Battling for Brand Evangelism?
MR Santosh
BOTTLE OF LIES: THE INSIDE STORY OF THE GENERIC DRUG BOOM by Katherine Eban ECCO, 2019, 512 pp., Rs.1350
February 2020, volume 44, No 2-3

Catherine Eban is an American journalist known for her ‘Investigative firepower’. Bottle of Lies: The Inside Story of the Generic Drug Boom is her second book on the pharmaceutical industry. Eban’s first work Dangerous Doses: A True Story of Cops, Counterfeiters, and the Contamination of America’s Drug Supply, which dealt with the distribution of illicit pharmaceutical products, did not get much attention. In Bottle of Lies, Eban performs the surgical skewering of the ‘dark underbelly’ of the generic drug industry. Sensationalism and scare-mongering are the warp and woof of the book. The cover design itself attests to this fact. Indian generic drug company Ranbaxy is targeted in the cover itself.

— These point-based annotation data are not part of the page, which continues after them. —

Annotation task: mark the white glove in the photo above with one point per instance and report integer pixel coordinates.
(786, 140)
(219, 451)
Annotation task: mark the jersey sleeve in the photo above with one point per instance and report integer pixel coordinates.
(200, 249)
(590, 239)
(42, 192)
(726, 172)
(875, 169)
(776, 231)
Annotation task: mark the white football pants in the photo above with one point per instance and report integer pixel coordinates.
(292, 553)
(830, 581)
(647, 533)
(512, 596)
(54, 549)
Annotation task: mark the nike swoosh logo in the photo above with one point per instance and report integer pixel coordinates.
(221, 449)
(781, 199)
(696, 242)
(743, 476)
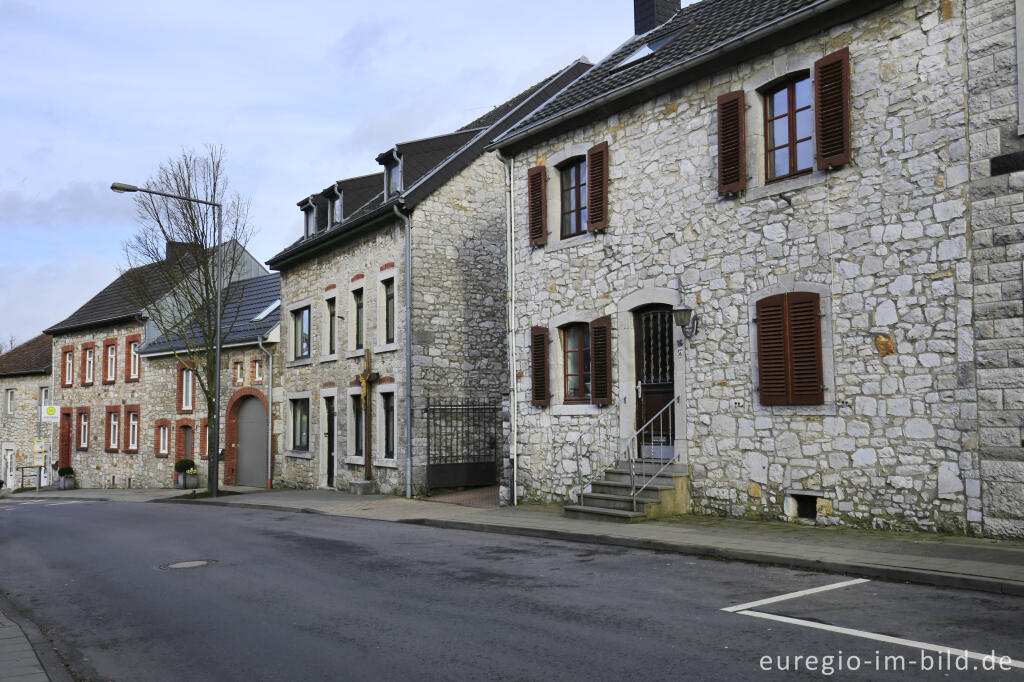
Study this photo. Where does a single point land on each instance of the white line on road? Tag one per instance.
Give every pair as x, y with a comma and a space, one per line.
883, 638
794, 595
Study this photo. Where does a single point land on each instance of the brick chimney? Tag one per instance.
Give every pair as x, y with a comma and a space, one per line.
650, 13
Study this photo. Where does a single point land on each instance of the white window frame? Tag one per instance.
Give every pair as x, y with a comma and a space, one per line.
186, 389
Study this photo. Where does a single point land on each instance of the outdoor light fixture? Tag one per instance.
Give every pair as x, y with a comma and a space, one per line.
687, 321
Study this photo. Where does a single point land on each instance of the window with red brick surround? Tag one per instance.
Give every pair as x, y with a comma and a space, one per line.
110, 360
133, 364
112, 426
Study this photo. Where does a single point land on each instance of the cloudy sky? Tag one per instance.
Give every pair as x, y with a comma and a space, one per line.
300, 94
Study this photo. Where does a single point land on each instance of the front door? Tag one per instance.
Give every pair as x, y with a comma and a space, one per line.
329, 407
655, 388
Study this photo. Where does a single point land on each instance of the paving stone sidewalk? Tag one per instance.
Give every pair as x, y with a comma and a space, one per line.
976, 563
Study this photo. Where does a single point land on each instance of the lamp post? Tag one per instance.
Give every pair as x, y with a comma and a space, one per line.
122, 187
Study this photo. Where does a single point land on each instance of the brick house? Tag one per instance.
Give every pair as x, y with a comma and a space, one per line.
26, 385
795, 176
108, 399
406, 269
250, 370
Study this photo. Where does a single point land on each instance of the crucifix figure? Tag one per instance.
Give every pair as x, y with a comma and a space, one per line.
368, 377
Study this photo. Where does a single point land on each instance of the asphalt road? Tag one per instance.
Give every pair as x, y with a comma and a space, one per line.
305, 597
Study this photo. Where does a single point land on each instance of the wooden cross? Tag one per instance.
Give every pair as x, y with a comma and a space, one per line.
368, 377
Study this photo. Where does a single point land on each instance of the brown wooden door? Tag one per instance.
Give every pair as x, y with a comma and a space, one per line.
655, 387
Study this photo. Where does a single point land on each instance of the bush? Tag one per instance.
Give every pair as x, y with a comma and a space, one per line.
182, 466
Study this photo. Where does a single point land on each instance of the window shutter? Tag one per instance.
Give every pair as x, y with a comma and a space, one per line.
805, 348
539, 366
600, 360
597, 187
537, 194
772, 372
832, 109
731, 142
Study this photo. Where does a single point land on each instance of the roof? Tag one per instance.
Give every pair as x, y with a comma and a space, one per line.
244, 301
710, 33
429, 163
33, 356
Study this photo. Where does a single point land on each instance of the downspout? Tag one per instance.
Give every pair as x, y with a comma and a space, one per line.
510, 322
269, 413
409, 351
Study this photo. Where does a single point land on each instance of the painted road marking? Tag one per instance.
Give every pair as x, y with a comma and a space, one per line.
794, 595
885, 638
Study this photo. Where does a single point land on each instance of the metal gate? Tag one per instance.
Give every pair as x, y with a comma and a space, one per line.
464, 442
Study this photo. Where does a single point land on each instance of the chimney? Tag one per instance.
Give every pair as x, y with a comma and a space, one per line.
650, 13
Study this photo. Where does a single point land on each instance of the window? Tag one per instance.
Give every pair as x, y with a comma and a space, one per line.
110, 363
389, 310
357, 317
83, 430
332, 328
300, 424
300, 333
387, 400
358, 427
788, 338
576, 345
573, 188
788, 127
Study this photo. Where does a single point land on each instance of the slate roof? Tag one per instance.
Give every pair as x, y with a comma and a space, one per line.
429, 163
244, 300
705, 29
34, 356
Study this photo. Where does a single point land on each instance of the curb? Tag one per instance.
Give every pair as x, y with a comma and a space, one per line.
918, 576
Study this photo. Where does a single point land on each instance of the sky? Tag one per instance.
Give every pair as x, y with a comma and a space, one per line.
299, 94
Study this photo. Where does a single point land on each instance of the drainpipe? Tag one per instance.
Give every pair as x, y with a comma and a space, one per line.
409, 351
510, 321
269, 413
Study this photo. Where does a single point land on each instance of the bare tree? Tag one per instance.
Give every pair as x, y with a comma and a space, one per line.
171, 259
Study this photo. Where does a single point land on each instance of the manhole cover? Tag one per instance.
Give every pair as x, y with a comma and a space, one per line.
187, 564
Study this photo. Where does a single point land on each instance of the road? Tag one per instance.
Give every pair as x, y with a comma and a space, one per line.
291, 596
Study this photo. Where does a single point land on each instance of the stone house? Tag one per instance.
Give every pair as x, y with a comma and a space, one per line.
399, 278
250, 371
26, 386
108, 399
808, 184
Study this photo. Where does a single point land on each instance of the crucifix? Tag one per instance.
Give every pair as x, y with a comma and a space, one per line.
368, 377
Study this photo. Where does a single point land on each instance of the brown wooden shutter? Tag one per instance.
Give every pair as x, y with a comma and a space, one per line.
805, 348
600, 360
597, 187
537, 194
832, 109
539, 366
731, 142
772, 371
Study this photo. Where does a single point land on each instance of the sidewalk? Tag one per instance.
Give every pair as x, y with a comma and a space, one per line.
947, 561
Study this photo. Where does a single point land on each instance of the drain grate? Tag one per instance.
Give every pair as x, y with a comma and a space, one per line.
196, 563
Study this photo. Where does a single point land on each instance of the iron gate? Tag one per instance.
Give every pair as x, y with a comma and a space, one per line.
464, 442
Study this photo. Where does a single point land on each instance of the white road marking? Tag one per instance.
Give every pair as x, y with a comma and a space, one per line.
794, 595
883, 638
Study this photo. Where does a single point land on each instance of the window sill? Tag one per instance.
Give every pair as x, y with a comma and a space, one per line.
573, 410
571, 242
773, 188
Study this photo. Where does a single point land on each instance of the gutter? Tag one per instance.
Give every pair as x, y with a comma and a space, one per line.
409, 349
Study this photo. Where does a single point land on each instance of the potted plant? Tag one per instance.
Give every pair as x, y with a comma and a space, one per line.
67, 480
187, 474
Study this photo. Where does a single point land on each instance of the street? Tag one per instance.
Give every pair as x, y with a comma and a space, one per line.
290, 596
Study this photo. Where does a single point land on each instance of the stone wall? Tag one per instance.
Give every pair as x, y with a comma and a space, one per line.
883, 240
997, 240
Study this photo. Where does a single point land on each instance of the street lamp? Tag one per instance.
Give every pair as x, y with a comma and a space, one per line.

The book, divided into seven parts, reflects Eban’s versatile reportorial techniques. She discusses the quality issues of the generic drugs by delving into the nitty-gritties of unethical practices involved in the drug development and drug approval. For the preparation of this book Eban claims to have interviewed about two hundred and forty people and also gone through more than 20000 internal documents of USFDA, Ranbaxy and other generic companies. Thus, Eban has paid keen attention to detail. The book is not just about Ranbaxy alone, the attack is also centred on non-Asian generic companies like Teva and Mylan. The book which has all the ingredients of a medical thriller is captivating, and at the same time disturbing. And, of course, there are heroes and demons. The obvious heroic one is Dinesh Thakur, the whistle-blower who intimated the U.S. Food and Drug Administration (USFDA) about Ranbaxy’s mistakes, oversights, poorly executed investigations, procedural lapses, audacious lies and blatant disregard for truth.